To prove A has a largest element does it mean to prove A is the least upper bound of Z, if so how do I do this?
• Sep 17th 2011, 11:42 AM
Plato
Re: prove A has a largest element
Quote:

Originally Posted by wopashui
Let A be a nonempty bounded above subset of Z. Prove that A has a largest element.
To prove A has a largest element does it mean to prove A is the least upper bound of Z, if so how do I do this?

Again let $\alpha=\sup(A)$.
If $\alpha\in\mathbb{Z}$ we are done.

If $\alpha\notin\mathbb{Z}$ then $\left\lfloor \alpha \right\rfloor < \alpha$.

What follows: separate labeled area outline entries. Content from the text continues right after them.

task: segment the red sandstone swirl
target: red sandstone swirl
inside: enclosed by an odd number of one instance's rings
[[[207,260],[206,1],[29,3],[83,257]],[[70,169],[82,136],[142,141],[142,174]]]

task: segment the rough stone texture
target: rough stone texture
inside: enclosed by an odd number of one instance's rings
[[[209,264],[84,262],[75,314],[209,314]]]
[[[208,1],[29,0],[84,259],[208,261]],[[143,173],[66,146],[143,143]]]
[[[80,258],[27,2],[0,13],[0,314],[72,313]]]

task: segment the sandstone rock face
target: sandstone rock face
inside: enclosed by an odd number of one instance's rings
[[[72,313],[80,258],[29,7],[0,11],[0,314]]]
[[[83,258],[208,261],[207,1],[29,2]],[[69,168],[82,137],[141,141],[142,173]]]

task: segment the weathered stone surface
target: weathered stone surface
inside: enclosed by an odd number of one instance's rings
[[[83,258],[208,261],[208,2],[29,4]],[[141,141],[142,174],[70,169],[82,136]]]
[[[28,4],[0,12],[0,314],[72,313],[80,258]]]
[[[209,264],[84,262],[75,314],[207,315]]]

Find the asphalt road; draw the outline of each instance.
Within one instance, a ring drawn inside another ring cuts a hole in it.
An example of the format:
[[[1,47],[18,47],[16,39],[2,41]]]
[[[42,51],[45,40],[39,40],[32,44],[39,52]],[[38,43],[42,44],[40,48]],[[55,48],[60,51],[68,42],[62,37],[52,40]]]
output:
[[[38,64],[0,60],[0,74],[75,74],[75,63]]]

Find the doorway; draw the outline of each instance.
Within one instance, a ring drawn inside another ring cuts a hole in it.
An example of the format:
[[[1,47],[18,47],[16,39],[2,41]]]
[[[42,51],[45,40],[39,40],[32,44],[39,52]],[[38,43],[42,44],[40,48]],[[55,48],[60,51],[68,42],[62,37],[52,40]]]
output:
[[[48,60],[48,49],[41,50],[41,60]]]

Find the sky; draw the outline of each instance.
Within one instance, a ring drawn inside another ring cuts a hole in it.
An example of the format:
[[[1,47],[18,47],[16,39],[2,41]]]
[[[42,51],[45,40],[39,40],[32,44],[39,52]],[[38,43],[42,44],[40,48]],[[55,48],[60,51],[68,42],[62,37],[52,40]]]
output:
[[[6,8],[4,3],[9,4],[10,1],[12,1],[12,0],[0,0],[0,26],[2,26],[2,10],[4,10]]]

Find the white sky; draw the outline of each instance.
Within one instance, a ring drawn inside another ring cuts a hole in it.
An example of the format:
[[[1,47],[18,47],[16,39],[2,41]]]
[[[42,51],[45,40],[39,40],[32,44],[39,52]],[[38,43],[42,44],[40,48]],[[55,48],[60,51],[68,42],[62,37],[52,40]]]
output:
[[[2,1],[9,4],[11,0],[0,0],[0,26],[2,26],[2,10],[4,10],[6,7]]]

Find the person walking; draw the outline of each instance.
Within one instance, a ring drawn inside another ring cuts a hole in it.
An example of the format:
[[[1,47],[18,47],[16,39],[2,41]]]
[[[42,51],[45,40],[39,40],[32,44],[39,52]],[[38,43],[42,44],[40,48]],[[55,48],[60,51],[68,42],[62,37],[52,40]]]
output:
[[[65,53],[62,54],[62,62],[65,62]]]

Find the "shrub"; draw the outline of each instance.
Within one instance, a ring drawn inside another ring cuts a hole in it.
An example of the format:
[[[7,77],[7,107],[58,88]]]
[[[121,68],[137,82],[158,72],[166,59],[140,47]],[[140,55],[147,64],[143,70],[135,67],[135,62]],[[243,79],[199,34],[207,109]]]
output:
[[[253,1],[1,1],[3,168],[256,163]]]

That means that $\left( {\exists n \in A} \right)\left[ {\left\lfloor \alpha \right\rfloor < n < \alpha } \right]$.
• Sep 17th 2011, 01:26 PM
HallsofIvy
Re: prove A has a largest element
Quote:

Originally Posted by wopashui
Let A be a nonempty bounded above subset of Z. Prove that A has a largest element.

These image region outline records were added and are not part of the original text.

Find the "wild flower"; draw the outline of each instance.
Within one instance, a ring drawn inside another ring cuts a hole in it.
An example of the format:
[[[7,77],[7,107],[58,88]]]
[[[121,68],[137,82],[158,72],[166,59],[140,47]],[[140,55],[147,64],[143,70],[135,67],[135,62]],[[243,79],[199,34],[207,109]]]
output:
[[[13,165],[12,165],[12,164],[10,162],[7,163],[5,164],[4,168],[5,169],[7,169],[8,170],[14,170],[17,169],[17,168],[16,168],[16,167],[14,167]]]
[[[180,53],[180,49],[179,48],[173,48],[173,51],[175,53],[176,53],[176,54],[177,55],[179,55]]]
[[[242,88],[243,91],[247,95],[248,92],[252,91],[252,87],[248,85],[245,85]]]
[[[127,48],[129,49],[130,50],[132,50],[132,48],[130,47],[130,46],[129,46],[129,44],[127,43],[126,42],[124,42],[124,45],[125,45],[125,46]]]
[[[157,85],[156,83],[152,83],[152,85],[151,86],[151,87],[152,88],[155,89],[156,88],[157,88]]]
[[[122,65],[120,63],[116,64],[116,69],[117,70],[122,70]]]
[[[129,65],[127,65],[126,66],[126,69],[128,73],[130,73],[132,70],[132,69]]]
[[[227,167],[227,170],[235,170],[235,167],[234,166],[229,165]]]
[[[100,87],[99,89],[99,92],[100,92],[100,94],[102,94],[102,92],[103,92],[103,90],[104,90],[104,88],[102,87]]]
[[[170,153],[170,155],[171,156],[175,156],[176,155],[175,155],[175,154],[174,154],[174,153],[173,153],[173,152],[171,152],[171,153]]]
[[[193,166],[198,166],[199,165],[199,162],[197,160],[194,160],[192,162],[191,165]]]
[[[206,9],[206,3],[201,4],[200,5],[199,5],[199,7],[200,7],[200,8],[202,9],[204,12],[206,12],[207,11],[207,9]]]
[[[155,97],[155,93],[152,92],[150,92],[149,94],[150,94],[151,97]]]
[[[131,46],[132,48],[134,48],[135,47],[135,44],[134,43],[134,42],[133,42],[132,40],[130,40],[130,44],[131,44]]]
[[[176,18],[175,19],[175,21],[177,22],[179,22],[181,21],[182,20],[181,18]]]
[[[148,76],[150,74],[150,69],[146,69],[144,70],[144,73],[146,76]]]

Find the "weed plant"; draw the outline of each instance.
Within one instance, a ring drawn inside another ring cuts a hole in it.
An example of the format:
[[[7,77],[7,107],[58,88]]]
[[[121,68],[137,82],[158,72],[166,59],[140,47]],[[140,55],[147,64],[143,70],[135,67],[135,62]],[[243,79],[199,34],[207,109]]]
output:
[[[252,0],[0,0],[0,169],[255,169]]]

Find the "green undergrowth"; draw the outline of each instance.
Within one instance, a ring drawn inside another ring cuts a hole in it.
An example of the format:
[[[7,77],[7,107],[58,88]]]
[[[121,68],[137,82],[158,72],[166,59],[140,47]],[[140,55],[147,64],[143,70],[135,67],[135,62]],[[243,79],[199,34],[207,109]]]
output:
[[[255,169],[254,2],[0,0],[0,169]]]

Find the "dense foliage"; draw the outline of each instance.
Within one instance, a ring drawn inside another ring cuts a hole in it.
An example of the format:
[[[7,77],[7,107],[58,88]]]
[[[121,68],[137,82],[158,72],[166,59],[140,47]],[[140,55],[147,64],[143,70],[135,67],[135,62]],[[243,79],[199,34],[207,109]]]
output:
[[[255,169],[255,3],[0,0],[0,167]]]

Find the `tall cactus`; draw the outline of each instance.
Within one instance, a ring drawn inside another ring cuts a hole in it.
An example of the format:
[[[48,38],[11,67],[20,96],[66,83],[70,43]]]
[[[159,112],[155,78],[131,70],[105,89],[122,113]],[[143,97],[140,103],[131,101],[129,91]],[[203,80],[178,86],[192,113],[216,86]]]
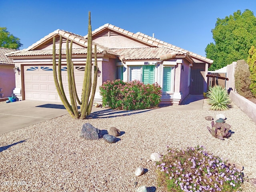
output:
[[[55,37],[53,41],[53,60],[54,78],[56,89],[63,105],[68,113],[73,118],[85,119],[92,111],[92,108],[94,99],[97,85],[98,65],[97,63],[97,50],[96,45],[94,45],[94,78],[92,86],[92,27],[91,26],[90,12],[89,12],[88,24],[88,39],[87,44],[87,56],[85,70],[84,76],[82,98],[79,100],[76,88],[76,84],[74,73],[74,63],[72,61],[72,40],[70,42],[69,48],[69,41],[67,40],[66,46],[66,57],[67,62],[67,70],[68,81],[68,89],[69,91],[71,105],[68,101],[64,92],[61,76],[61,50],[62,37],[60,36],[60,48],[59,50],[59,59],[58,62],[58,73],[57,75],[56,69],[56,51],[55,46]],[[79,112],[77,107],[77,103],[81,105],[80,112]]]

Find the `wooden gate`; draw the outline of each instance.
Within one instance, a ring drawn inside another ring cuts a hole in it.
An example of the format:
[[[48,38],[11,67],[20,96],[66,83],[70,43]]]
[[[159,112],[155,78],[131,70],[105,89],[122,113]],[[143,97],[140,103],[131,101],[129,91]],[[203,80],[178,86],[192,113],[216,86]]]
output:
[[[212,87],[215,85],[220,85],[226,88],[226,81],[228,80],[226,77],[226,73],[208,73],[207,77],[207,86]]]

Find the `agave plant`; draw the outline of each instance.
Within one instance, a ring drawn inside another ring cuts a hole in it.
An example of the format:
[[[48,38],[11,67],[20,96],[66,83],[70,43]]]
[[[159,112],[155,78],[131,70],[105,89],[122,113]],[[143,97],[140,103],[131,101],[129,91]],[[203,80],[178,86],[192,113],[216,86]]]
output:
[[[211,87],[206,94],[208,103],[211,105],[212,110],[223,110],[229,109],[231,102],[228,92],[225,88],[219,85]]]
[[[224,138],[228,138],[231,135],[231,132],[230,129],[231,126],[226,123],[214,124],[214,122],[212,121],[212,128],[208,126],[206,127],[212,135],[222,140],[224,140]]]

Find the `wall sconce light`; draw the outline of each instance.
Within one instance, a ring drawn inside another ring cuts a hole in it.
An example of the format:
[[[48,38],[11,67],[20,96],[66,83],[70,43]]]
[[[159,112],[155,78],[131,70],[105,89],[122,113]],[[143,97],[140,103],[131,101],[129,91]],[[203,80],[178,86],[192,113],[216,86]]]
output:
[[[18,71],[18,74],[19,74],[19,75],[20,74],[20,70],[19,67],[18,67],[18,66],[15,66],[15,67],[12,69],[13,69],[13,71],[14,73],[16,73],[16,72]]]
[[[101,72],[99,69],[99,68],[98,68],[98,70],[97,71],[97,73],[98,73],[98,76],[100,77],[100,74],[101,73]]]

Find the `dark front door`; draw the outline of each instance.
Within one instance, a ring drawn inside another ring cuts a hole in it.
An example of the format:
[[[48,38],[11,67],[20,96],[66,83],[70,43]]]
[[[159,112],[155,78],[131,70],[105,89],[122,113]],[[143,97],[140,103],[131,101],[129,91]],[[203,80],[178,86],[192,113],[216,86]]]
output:
[[[190,93],[203,94],[204,79],[203,76],[204,74],[204,68],[191,68],[190,81]]]

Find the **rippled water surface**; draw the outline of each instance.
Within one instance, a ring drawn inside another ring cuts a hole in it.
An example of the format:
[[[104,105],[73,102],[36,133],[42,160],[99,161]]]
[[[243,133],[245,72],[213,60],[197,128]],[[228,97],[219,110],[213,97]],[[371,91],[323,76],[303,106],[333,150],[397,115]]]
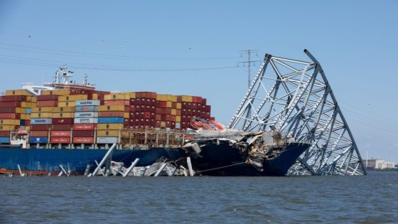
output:
[[[0,177],[2,223],[397,223],[398,172]]]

To prove A has a largest element does it mean to prove A is the least upper bound of Z, if so how do I do this?

You are using words in meaningless ways. A is a set, not a number, so it can't be the "least upper bound" of any set. And Z, the set of all integers, is not bounded and so does not have a least upper bound. I strongly recommend you review the basic definitions.
• Sep 19th 2011, 03:14 PM
wopashui
Re: prove A has a largest element
Quote:

Originally Posted by Plato
Again let $\alpha=\sup(A)$.
If $\alpha\in\mathbb{Z}$ we are done.

If $\alpha\notin\mathbb{Z}$ then $\left\lfloor \alpha \right\rfloor < \alpha$.

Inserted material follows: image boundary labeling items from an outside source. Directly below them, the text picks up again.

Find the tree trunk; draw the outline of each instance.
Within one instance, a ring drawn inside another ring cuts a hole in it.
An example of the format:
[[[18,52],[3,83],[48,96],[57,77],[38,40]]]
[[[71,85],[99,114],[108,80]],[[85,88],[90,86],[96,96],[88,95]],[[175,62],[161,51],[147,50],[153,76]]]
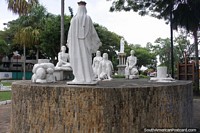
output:
[[[37,53],[36,53],[36,61],[38,62],[39,59],[39,48],[37,47]]]
[[[195,44],[195,90],[199,94],[199,51],[198,51],[198,37],[197,30],[193,31],[194,44]]]
[[[65,0],[61,0],[61,36],[60,48],[64,45],[64,13],[65,13]]]
[[[24,65],[23,65],[23,80],[26,79],[26,46],[24,44]]]

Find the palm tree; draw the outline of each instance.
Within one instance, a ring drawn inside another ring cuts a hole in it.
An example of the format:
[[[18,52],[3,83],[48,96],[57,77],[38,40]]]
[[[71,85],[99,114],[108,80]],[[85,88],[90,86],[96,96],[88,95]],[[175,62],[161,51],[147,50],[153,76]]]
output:
[[[31,8],[33,7],[33,5],[38,3],[38,0],[6,0],[8,3],[8,9],[11,10],[13,13],[19,14],[19,16],[22,15],[27,15]],[[16,35],[16,37],[18,36],[19,38],[22,37],[22,35],[27,36],[28,32],[30,28],[25,28],[20,30],[20,32],[22,33],[18,33],[18,35]],[[25,41],[22,42],[23,46],[24,46],[24,75],[23,75],[23,79],[25,79],[25,64],[26,64],[26,43]]]
[[[198,29],[200,27],[200,1],[187,0],[181,3],[173,11],[174,28],[183,27],[188,32],[192,32],[195,45],[195,88],[199,94],[199,53],[198,53]]]
[[[38,0],[6,0],[8,9],[15,14],[26,15]]]

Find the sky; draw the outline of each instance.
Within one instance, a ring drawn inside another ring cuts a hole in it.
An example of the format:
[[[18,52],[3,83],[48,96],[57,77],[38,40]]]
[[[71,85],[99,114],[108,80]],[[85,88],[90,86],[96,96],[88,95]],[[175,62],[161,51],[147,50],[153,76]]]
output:
[[[76,14],[79,0],[65,0],[65,14],[70,15],[68,7],[72,7]],[[170,26],[164,20],[159,20],[150,16],[140,16],[130,12],[109,12],[112,1],[107,0],[85,0],[87,2],[87,14],[92,21],[106,27],[109,31],[123,36],[129,44],[141,44],[145,46],[147,42],[154,43],[159,38],[170,37]],[[39,0],[52,14],[60,14],[61,0]],[[7,9],[6,0],[0,0],[0,30],[3,30],[8,21],[17,19]],[[120,42],[119,42],[120,43]]]

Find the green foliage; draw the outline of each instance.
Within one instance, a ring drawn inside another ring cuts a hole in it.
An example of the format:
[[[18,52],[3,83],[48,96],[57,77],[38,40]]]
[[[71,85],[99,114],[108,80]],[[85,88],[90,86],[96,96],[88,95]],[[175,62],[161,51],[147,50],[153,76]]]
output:
[[[146,75],[143,75],[143,74],[140,74],[140,75],[139,75],[139,78],[143,78],[143,79],[149,79],[149,77],[148,77],[148,76],[146,76]]]
[[[12,82],[1,82],[3,84],[3,86],[11,86],[12,85]]]
[[[28,14],[34,4],[38,3],[38,0],[6,0],[8,3],[8,9],[13,13],[21,15]]]
[[[0,91],[0,101],[10,100],[11,91]]]
[[[118,60],[116,51],[119,50],[120,36],[114,32],[108,31],[107,28],[94,24],[97,34],[102,42],[102,46],[99,48],[101,53],[108,53],[109,59],[112,61],[114,69],[117,69]]]
[[[139,44],[131,44],[125,46],[126,53],[130,53],[131,50],[135,51],[135,56],[137,57],[137,66],[156,66],[156,54],[152,53],[148,47],[141,47]],[[127,55],[129,56],[129,54]]]
[[[65,16],[65,40],[67,39],[71,17]],[[41,49],[46,57],[54,59],[60,51],[60,16],[49,15],[41,33]]]
[[[9,52],[9,46],[6,42],[0,39],[0,55],[7,55]]]
[[[125,78],[124,75],[113,75],[112,78]]]

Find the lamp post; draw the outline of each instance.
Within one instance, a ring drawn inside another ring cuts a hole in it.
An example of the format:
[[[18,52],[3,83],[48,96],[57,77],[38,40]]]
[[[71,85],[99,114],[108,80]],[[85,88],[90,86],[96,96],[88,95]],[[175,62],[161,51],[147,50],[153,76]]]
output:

That means that $\left( {\exists n \in A} \right)\left[ {\left\lfloor \alpha \right\rfloor < n < \alpha } \right]$.

it's a contradction because it's bounded above, i.e there is an upper bound for A, A will converge to some number eventually, however, we don't need to show A has a least upper bound here, we just need to show that there is an element $S_0$. in A such that $S<=S_0$. for all S in A.

but why is this has to be in Z though?
• Sep 19th 2011, 03:31 PM
Plato
Re: prove A has a largest element
Quote:

Originally Posted by wopashui
it's a contradction because it's bounded above, i.e there is an upper bound for A, A will converge to some number eventually, however, we don't need to show A has a least upper bound here, we just need to show that there is an element $S_0$. in A such that $S<=S_0$. for all S in A.
but why is this has to be in Z though?

@wopashui
You have some serious issues (i.e. basic misunderstandings) with all of these questions.
Please seek a sit-down with a live tutor.
• Sep 19th 2011, 04:10 PM
wopashui
Re: prove A has a largest element
No, I understand this question and why is a contridiction, I'm just not sure why it has to be in Z, if A is a nonempty bounded above sunset of R, will this still work?
• Sep 19th 2011, 04:20 PM
TheChaz
Re: prove A has a largest element
Quote:

Originally Posted by wopashui
No, I understand this question and why is a contridiction, I'm just not sure why it has to be in Z, if A is a nonempty bounded above sunset of R, will this still work?

That you understand is definitely arguable (and may indeed be argued by those already in the discussion).
Now, it appears that you are introducing a new question.

Consider the intervals [0, 1) and [0, 1] as subsets of ℝ
Both are bounded above. Both have the same least upper-bound (supremum).
One of these intervals, however, does not have a largest element. Indeed - to prove this, you could take and arbitary element and find one that is larger, and still in the interval.